OpenSSL’s advantage is its maturity and pervasive adoption, but its legacy of vulnerable table‑based implementations means that older versions (pre‑1.1.0) should be avoided for security‑critical applications.
Conclusion: The Unfinished Journey
OpenSSL’s AES engine is a fascinating case study in the evolution of secure software engineering. From the early days of naive table‑based implementations to the modern era of hardware‑assisted constant‑time cryptography, each iteration reflects a response to a discovered vulnerability. The key schedule, once a simple loop with no side‑channel considerations, is now crafted to be data‑independent. The S‑box, once a single 256‑byte array that leaked every key through your CPU cache, is now computed in registers using bitslicing or vector permutations. CTR mode, while inherently less exposed, still relies on a secure block cipher underneath.
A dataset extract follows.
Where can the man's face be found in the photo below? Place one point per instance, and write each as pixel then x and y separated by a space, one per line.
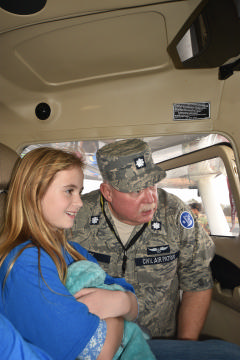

Yet the game is not over. New side‑channel attacks continue to emerge: branch prediction attacks (Spectre), power analysis, and electromagnetic leakage. OpenSSL must constantly adapt. The library now includes framework‑wide mitigations like constant‑time conditional moves, cache line fencing, and even runtime detection of microarchitectural vulnerabilities.
For the security engineer, the lesson is clear: never trust a cryptographic implementation simply because it is widely used. Peek under the hood. Understand the trade‑offs. And when possible, let the hardware do the heavy lifting with AES‑NI, but always ensure a constant‑time fallback is in place. The quiet hum of the data center deserves nothing less.